What is the difference between AMD's Stream Processor and NVIDIA's GeForce 8800? (Or, is Cray's strategy the right one after all?)

AMD has announced a Stream Processor that comes from its recent acquisition of ATI. The processor is currently available on a PCI Express board and is provided with one gigabyte of dedicated memory. It also comes with the Close to Metal (CTM) interface for software developers. CTM is the target of stream programming platforms such as PeakStream and RapidMind, though its open nature allows it be targeted by in-house developers.

The Stream Processor is different from the CUDA technology in the GeForce 8800 in that the latter has cooperating cores and can therefore run multithreaded applications without stream programming. That is, AMD’s approach is a vector processor—SIMD—whereas NVIDIA’s approach is a multithreaded processor—MIMD. (To be precise, a stream processor applies a “kernel” of related instructions stored in a cache, whereas a vector processor applies a single instruction stored in a register; for our discussion, the difference is minimal.) This SIMD vs.
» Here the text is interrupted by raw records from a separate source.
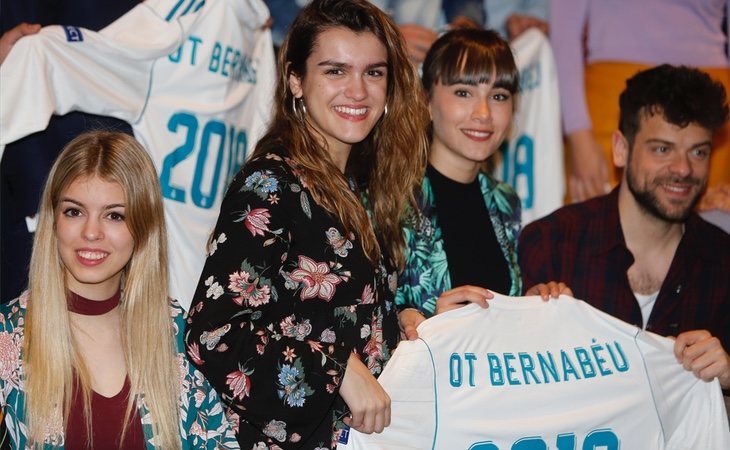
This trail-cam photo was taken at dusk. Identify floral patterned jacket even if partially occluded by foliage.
[395,172,522,317]
[186,150,399,450]
[0,291,239,450]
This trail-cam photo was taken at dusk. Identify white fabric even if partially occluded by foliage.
[0,0,275,308]
[338,295,730,450]
[493,28,565,225]
[634,291,659,328]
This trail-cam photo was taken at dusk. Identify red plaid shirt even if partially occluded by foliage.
[518,188,730,351]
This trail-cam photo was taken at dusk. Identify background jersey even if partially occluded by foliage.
[493,28,565,225]
[0,0,275,308]
[338,295,730,450]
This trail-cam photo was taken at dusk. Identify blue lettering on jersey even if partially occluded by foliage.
[449,339,629,388]
[168,35,203,66]
[208,42,256,84]
[63,25,84,42]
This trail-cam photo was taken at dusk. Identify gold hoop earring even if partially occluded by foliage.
[291,95,307,120]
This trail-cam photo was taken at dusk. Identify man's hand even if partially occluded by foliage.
[525,281,573,301]
[674,330,730,389]
[0,22,41,64]
[436,285,494,314]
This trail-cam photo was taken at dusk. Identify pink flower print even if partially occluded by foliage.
[226,370,251,400]
[243,208,271,236]
[228,270,271,306]
[281,345,297,362]
[360,284,375,305]
[188,342,205,366]
[290,255,342,301]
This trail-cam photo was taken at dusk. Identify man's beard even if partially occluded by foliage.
[626,165,707,223]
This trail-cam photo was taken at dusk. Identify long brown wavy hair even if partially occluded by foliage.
[252,0,429,268]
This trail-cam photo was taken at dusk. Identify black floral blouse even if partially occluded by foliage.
[186,151,398,450]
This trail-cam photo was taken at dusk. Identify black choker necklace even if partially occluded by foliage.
[68,289,122,316]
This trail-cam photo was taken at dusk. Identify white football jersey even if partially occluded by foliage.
[0,0,276,308]
[493,28,565,225]
[338,295,730,450]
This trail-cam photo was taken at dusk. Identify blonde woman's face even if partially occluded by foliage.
[289,27,388,159]
[55,177,134,300]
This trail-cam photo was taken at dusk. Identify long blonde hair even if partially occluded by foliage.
[252,0,429,268]
[23,131,180,449]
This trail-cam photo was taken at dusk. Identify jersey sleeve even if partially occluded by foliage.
[186,156,352,445]
[170,301,239,450]
[0,2,184,154]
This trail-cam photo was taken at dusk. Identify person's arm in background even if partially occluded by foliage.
[549,0,608,201]
[503,0,549,40]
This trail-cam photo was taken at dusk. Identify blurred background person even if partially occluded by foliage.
[550,0,730,201]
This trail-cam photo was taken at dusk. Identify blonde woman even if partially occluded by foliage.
[187,0,428,450]
[0,132,238,450]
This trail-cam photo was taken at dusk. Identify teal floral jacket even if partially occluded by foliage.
[395,172,522,317]
[0,291,239,450]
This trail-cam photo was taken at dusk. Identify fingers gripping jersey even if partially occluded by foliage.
[338,295,730,450]
[0,0,275,308]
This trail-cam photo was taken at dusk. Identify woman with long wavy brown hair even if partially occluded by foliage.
[187,0,428,449]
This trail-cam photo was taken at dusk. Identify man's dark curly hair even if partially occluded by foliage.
[618,64,728,147]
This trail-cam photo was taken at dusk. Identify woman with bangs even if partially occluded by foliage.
[396,29,569,339]
[0,132,238,450]
[187,0,428,450]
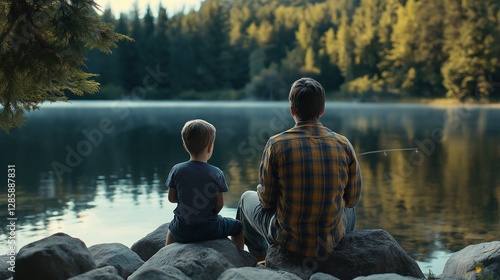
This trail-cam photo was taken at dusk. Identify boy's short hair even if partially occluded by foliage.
[181,119,215,155]
[288,78,325,121]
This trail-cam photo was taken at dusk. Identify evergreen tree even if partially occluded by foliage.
[442,0,500,100]
[0,0,127,131]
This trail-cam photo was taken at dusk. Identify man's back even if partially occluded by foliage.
[260,121,361,256]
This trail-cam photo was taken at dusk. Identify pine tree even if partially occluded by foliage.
[0,0,128,131]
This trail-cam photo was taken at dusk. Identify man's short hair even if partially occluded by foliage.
[181,119,215,155]
[288,78,325,121]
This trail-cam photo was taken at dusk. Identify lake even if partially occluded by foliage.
[0,101,500,274]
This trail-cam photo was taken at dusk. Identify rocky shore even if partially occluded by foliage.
[0,224,500,280]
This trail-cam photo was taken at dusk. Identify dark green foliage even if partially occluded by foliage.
[0,0,127,131]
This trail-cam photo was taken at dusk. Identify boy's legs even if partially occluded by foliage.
[236,191,276,261]
[231,230,245,250]
[344,207,356,233]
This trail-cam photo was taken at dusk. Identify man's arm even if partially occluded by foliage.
[344,145,363,208]
[257,141,279,209]
[215,192,224,214]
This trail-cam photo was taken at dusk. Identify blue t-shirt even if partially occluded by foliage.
[166,161,228,223]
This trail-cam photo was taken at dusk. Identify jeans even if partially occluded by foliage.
[236,191,356,256]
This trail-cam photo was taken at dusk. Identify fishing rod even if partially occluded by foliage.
[357,148,418,157]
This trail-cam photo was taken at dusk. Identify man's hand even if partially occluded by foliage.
[257,184,264,196]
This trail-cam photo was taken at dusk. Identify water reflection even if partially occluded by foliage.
[0,102,500,270]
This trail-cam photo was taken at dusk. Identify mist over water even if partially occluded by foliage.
[0,101,500,273]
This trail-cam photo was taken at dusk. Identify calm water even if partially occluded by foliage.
[0,101,500,274]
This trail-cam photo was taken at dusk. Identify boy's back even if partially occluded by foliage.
[166,161,228,224]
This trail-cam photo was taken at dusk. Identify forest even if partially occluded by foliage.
[79,0,500,101]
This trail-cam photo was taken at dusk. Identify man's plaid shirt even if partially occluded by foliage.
[259,122,362,256]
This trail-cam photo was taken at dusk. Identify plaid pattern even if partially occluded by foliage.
[259,122,362,256]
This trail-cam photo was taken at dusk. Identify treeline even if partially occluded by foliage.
[79,0,500,100]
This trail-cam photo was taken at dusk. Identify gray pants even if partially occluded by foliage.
[236,191,356,257]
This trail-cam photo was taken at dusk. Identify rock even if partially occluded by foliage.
[440,241,500,279]
[69,265,122,280]
[354,273,421,280]
[131,238,255,280]
[89,243,144,279]
[266,229,424,279]
[0,255,16,280]
[14,233,96,280]
[217,267,300,280]
[131,223,170,261]
[309,272,339,280]
[127,266,191,280]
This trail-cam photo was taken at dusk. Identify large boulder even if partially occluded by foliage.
[14,233,96,280]
[440,241,500,280]
[127,266,191,280]
[354,273,422,280]
[217,267,300,280]
[68,265,121,280]
[266,229,424,279]
[131,223,170,261]
[130,238,255,280]
[89,243,144,279]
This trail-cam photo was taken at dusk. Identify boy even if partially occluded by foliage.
[166,119,244,249]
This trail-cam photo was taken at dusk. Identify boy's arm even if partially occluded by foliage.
[168,188,177,203]
[215,192,224,214]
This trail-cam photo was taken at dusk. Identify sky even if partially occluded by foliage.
[94,0,202,17]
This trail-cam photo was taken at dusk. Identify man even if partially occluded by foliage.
[236,78,362,261]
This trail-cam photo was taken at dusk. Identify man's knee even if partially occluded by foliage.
[238,191,257,208]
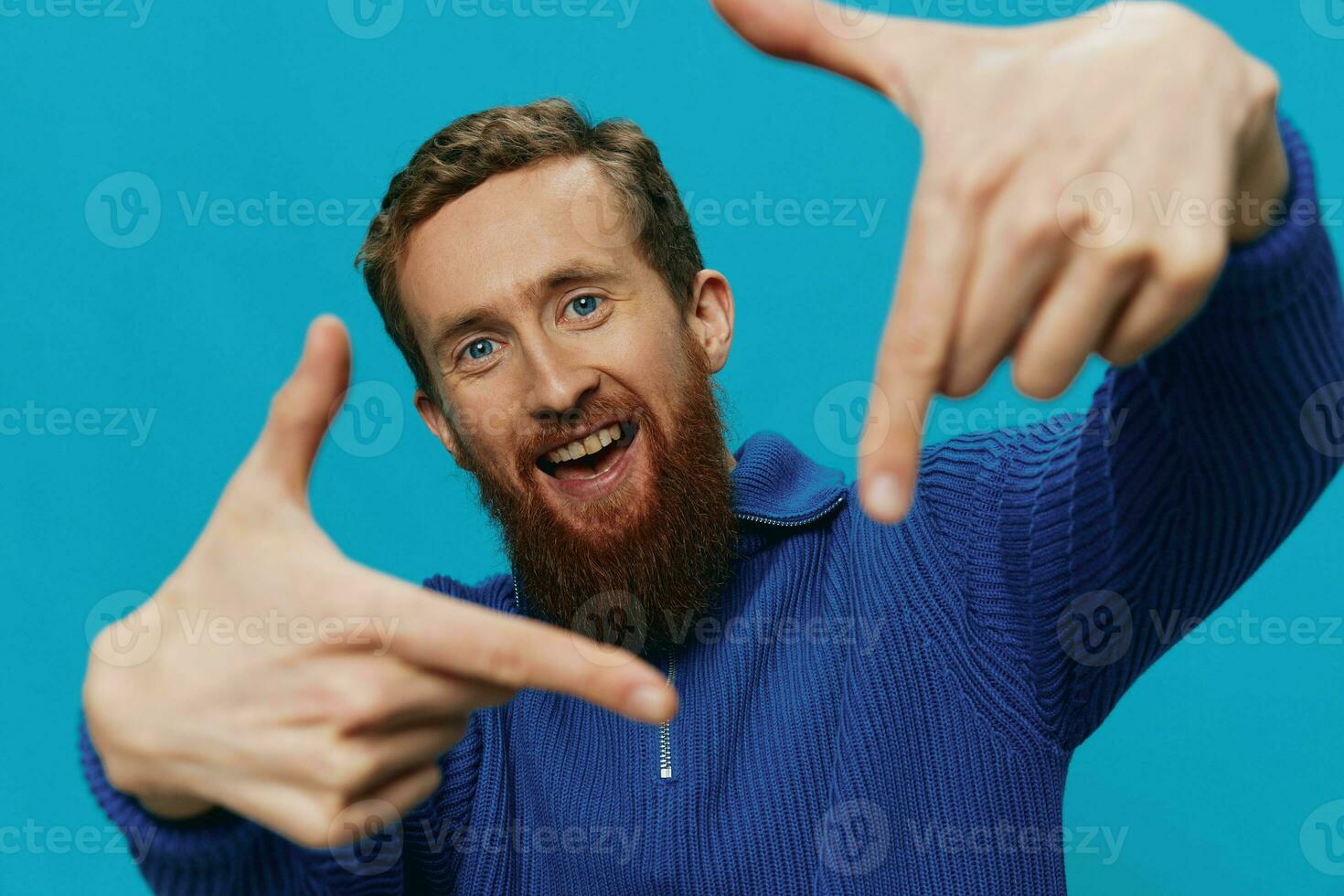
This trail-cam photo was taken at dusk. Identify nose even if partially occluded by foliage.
[526,341,601,419]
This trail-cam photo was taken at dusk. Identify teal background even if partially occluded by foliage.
[0,0,1344,895]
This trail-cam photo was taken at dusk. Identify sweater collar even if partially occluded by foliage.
[731,432,846,525]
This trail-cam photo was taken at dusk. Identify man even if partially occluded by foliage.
[82,0,1344,893]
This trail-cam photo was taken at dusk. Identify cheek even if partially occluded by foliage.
[453,395,518,466]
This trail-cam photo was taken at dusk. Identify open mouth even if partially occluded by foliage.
[537,421,640,482]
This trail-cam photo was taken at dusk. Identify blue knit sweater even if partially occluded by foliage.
[80,123,1344,896]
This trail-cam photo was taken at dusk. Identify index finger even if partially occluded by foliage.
[859,169,976,523]
[371,571,676,724]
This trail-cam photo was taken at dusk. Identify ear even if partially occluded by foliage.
[687,269,732,373]
[415,389,461,466]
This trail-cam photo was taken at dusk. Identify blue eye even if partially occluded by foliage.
[466,338,495,361]
[570,295,603,317]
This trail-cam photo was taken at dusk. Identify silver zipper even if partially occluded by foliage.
[658,653,676,778]
[737,495,846,527]
[514,495,846,781]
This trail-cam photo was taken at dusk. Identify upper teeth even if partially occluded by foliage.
[546,423,621,464]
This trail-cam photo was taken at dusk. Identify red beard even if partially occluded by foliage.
[454,343,737,655]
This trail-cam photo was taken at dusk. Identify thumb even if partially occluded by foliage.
[252,315,349,501]
[711,0,955,115]
[712,0,891,89]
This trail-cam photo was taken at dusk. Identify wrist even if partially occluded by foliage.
[1229,63,1289,246]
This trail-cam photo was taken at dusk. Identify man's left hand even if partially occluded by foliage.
[714,0,1287,523]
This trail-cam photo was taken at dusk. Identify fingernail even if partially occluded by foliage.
[630,685,676,722]
[863,473,906,523]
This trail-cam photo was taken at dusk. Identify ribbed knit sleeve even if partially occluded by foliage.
[924,120,1344,747]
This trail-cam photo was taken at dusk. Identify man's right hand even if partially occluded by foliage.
[83,317,676,848]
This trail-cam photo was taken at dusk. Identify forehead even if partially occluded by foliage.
[400,158,646,326]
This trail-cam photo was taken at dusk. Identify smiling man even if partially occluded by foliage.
[80,0,1344,895]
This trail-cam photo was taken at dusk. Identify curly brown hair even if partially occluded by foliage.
[355,97,703,399]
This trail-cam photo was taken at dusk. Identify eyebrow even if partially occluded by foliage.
[430,261,625,357]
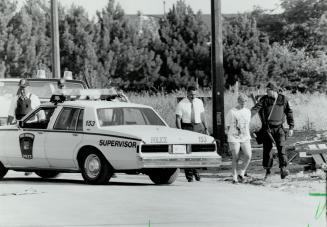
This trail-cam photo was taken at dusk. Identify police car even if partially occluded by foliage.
[0,78,87,125]
[0,89,221,184]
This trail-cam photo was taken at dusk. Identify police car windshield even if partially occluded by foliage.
[97,107,165,127]
[0,81,84,99]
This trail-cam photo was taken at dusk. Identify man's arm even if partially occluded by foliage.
[7,97,17,125]
[284,97,294,136]
[251,97,264,117]
[176,114,182,129]
[200,112,209,135]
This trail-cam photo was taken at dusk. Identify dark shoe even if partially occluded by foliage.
[264,169,271,180]
[237,175,245,183]
[280,168,290,179]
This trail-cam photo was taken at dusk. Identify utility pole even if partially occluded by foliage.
[50,0,61,78]
[163,0,166,16]
[211,0,225,152]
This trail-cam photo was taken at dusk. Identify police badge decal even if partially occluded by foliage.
[19,133,34,159]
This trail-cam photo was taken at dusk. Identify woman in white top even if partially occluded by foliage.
[226,94,252,183]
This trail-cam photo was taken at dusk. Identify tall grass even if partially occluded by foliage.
[127,91,327,132]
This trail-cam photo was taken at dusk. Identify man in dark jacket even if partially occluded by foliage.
[251,82,294,179]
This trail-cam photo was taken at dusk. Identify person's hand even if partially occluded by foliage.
[204,128,210,136]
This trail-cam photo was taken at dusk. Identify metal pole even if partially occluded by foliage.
[211,0,225,152]
[50,0,61,78]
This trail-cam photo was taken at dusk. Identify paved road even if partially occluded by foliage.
[0,172,324,227]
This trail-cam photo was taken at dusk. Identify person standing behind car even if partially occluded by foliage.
[8,79,44,176]
[7,79,41,124]
[226,94,252,183]
[251,82,294,180]
[176,86,209,182]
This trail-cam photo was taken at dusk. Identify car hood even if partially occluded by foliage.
[102,125,214,144]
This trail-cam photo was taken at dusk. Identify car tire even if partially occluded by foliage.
[80,151,114,184]
[0,162,8,179]
[149,169,179,184]
[35,170,60,179]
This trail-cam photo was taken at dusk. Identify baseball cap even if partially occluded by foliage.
[18,79,30,88]
[266,81,279,91]
[237,93,248,102]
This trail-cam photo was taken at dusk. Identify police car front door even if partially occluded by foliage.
[45,107,84,169]
[13,107,54,168]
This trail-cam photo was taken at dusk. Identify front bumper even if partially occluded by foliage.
[138,155,221,168]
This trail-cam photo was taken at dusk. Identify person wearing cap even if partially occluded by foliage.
[225,94,252,183]
[175,86,209,182]
[251,82,294,179]
[8,79,41,124]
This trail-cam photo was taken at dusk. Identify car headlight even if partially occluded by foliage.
[0,117,7,126]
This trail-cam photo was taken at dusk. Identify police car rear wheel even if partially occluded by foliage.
[35,170,59,179]
[0,162,8,179]
[81,151,113,184]
[149,169,179,184]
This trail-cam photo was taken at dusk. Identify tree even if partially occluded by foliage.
[0,0,17,78]
[155,0,211,90]
[60,6,98,87]
[223,14,270,87]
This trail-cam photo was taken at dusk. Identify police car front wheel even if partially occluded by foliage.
[35,170,59,179]
[0,162,8,179]
[80,151,113,184]
[148,169,179,184]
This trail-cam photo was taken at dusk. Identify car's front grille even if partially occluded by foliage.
[191,144,216,152]
[141,144,216,153]
[141,145,169,153]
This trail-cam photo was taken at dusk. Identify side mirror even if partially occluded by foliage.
[18,121,24,128]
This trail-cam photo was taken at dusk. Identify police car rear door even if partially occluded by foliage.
[10,106,55,168]
[45,107,84,169]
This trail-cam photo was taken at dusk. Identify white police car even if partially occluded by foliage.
[0,90,221,184]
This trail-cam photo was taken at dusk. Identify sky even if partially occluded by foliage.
[54,0,281,17]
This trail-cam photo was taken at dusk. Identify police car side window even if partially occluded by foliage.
[76,110,84,131]
[53,107,79,130]
[124,108,147,125]
[24,107,55,129]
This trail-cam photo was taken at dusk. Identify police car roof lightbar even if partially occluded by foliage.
[50,87,128,104]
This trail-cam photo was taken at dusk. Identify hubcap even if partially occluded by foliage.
[84,154,101,178]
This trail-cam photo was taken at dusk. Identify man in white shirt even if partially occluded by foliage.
[8,79,41,124]
[176,86,209,182]
[225,94,252,183]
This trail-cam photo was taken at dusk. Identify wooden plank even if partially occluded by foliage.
[306,149,327,155]
[320,153,327,163]
[312,154,325,167]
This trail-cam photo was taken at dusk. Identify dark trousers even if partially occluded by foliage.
[262,125,287,169]
[181,123,204,180]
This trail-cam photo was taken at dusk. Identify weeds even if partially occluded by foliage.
[127,91,327,132]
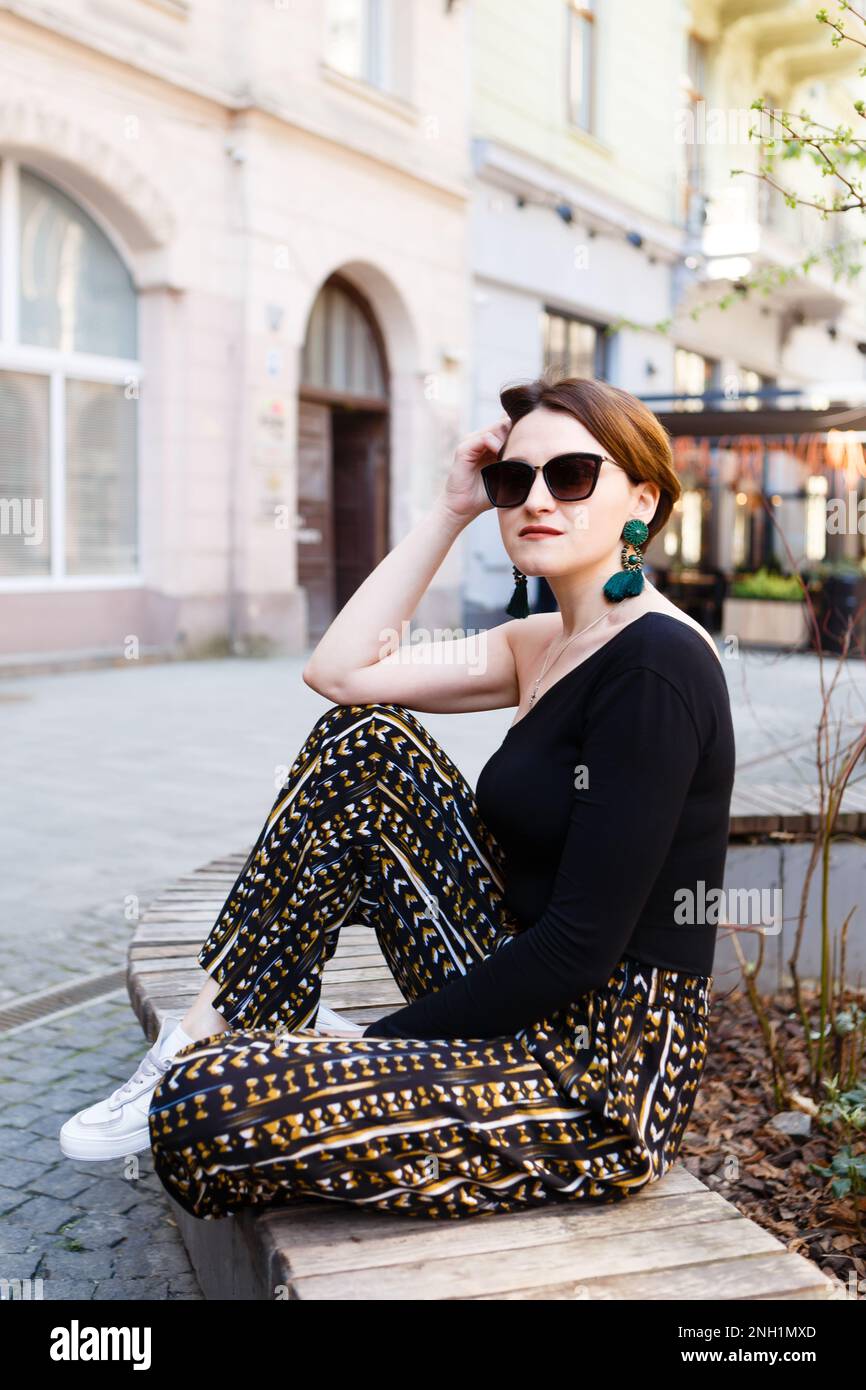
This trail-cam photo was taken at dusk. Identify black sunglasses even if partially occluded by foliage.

MIMD divide also appears when comparing ClearSpeed and the Cell BE.

It is interesting to note that the offer of vector processors and multithreaded processors matches Cray’s adaptive supercomputing strategy. (Cray also offers FPGAs, which have been the focus of Celoxica and DRC.) And the CPU behind all of this is the x86; AMD’s offerings are currently being favored over Intel because of the direct connect architecture.

Cray might have the satisfaction of being right, but they still need to worry about market penetration before the smugness settles in. The other vendors have the benefit of commoditization, which is the exact force that removed Sun from being the leader in enterprise computing. Third-party OEMs have already announced the inclusion of the Stream Processor at Supercomputing this week. Can Cray keep up with that amount of volume?

One interesting side note I’d like to close with: while contemplating the SIMD and MIMD issues, I realized that the x86 vendors already have a watered-down version of both of these, namely SSE and multi-core architectures. It appears that Flynn’s taxonomy still rings true today; everyone is rushing to add these components to CPUs, either on-chip or along-side.